When a former U.S. Attorney General under the first President Bush said in testimony today that the current White House administration apparently politicized the prosecution of a high-profile Democratic coroner from Pennsylvania, in a case that is still pending, a Republican representative read him the riot act, according to the Washington Post. Meanwhile, two unrelated corruption cases were cited as additional alleged examples of politically motivated DOJ prosecution: the successful prosecution of Don Siegelman, the former Democratic governor of Alabama, and the reversed conviction of Georgia Thompson, a Wisconsin state procurement official.

Former Attorney General Dick Thornburgh, now a lawyer in private practice in Pennsylvania, working for a law firm that is representing the coroner, Cyril Wecht, told the House Judiciary Committee today that the DOJ had political goals in filing theft, mail fraud and wire fraud charges. Although politics should never play a role in deciding whether to prosecute, “sadly, that appears to have been so in the case against Dr. Wecht,” Thornburgh testified.

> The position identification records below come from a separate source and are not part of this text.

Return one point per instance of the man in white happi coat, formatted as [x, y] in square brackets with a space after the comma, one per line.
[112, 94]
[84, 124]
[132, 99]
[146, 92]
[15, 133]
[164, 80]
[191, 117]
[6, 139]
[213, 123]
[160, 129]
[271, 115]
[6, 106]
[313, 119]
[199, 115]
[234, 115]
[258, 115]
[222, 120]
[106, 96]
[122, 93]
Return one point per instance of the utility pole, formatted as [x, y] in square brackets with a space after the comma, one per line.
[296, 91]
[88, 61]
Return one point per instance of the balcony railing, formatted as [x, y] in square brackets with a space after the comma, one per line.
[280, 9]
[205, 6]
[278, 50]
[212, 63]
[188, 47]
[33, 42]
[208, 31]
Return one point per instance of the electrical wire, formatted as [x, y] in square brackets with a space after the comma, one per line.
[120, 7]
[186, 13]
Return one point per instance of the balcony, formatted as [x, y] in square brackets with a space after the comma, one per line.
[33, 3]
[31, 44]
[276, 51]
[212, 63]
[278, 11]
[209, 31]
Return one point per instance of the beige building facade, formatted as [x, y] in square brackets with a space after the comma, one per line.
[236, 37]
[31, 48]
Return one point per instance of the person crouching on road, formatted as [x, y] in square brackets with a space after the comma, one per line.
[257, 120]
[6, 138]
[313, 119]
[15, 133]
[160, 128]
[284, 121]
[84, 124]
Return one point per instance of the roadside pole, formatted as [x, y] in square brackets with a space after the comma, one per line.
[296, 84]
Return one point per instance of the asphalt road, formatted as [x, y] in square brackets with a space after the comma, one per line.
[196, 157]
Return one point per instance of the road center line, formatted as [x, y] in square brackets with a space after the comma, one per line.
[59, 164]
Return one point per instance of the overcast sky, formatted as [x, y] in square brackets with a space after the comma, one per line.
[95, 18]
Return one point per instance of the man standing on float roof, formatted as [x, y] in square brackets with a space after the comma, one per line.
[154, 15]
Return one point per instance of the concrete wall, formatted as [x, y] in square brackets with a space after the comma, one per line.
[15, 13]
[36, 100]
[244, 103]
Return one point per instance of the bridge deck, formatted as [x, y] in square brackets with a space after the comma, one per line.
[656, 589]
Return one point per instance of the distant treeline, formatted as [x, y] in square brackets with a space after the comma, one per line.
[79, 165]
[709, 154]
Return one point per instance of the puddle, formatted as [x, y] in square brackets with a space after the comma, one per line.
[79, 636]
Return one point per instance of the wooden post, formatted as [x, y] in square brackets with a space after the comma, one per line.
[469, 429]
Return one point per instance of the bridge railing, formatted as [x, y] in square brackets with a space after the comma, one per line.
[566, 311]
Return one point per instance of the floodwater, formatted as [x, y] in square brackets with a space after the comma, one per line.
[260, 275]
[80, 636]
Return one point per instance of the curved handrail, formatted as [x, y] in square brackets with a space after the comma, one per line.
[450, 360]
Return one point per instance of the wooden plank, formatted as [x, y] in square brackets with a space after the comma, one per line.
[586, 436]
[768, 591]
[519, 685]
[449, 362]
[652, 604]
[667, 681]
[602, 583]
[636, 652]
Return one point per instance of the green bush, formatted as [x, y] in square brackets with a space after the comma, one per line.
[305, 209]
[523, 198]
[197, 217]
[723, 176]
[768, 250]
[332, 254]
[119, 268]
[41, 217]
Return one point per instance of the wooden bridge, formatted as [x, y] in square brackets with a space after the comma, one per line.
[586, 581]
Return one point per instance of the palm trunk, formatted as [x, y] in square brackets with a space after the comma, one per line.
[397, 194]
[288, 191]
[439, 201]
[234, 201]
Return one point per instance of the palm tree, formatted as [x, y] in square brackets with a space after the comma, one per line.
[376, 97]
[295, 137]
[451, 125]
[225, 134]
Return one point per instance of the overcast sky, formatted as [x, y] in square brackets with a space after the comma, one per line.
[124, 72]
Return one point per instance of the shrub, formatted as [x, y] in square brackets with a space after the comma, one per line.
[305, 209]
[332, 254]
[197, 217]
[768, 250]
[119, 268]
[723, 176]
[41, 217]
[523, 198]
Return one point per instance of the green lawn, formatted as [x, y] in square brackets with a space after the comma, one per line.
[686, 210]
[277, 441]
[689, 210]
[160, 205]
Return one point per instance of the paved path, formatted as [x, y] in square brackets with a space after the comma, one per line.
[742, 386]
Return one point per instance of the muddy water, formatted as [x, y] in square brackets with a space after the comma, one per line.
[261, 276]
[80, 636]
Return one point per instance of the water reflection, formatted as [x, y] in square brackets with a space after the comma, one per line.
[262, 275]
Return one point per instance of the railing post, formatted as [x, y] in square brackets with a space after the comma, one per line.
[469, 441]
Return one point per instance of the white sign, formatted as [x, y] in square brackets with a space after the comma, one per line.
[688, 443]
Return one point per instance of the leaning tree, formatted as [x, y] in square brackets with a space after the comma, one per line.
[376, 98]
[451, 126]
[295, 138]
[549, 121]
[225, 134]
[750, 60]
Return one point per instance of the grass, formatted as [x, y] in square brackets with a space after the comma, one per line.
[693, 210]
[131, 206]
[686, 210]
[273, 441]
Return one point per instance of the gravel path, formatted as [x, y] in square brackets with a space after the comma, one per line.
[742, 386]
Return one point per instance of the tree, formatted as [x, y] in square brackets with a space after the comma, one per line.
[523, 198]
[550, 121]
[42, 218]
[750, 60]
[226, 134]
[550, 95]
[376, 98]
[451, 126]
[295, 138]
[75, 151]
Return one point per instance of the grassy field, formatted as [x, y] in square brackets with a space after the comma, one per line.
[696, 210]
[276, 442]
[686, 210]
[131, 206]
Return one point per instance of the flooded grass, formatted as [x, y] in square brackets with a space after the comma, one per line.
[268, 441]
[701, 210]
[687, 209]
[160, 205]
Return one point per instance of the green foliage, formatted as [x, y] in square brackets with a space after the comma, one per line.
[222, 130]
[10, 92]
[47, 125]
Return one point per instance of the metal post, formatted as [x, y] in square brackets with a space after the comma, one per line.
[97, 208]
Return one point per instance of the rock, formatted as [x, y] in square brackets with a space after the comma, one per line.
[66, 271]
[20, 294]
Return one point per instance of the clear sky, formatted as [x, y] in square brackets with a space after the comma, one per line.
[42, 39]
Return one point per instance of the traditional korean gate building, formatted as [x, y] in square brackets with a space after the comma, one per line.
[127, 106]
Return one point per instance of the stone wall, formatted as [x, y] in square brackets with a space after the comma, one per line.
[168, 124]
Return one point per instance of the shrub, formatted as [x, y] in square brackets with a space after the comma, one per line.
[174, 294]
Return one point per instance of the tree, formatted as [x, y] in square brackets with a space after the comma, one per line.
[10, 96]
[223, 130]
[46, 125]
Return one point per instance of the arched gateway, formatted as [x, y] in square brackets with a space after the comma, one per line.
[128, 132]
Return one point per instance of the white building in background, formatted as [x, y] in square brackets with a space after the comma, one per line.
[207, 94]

In response, the former AG was blasted by Rep. Ric Keller, R-Fla. “Your testimony to be blunt is the most pathetic example of … hearsay and innuendo that I’ve heard in my seven years on this committee,” he told Thornburgh. “It’s so farfetched that I’m almost embarrassed being an attorney listening to it.”

As discussed in an earlier ABAJournal.com posts, the Chicago-based 7th U.S. Circuit Court of Appeals made a highly unusual oral ruling, following a hearing this past spring, that Thompson was to be immediately released from prison and followed up with a written opinion saying there was no basis for the prosecution. (Although it prompted scathing criticism of those responsible for the prosecution, the opinion itself cast some blame on overly broad federal criminal legislation.)

As other ABAJournal.com posts discuss, Siegelman contends he was targeted for prosecution in order to eliminate him as political threat to Republicans, and the House is now investigating the issue—as a national group of dozens of former top state prosecutors requested. In a deposition, a Republican lawyer has backed at least some of Siegelman’s claims.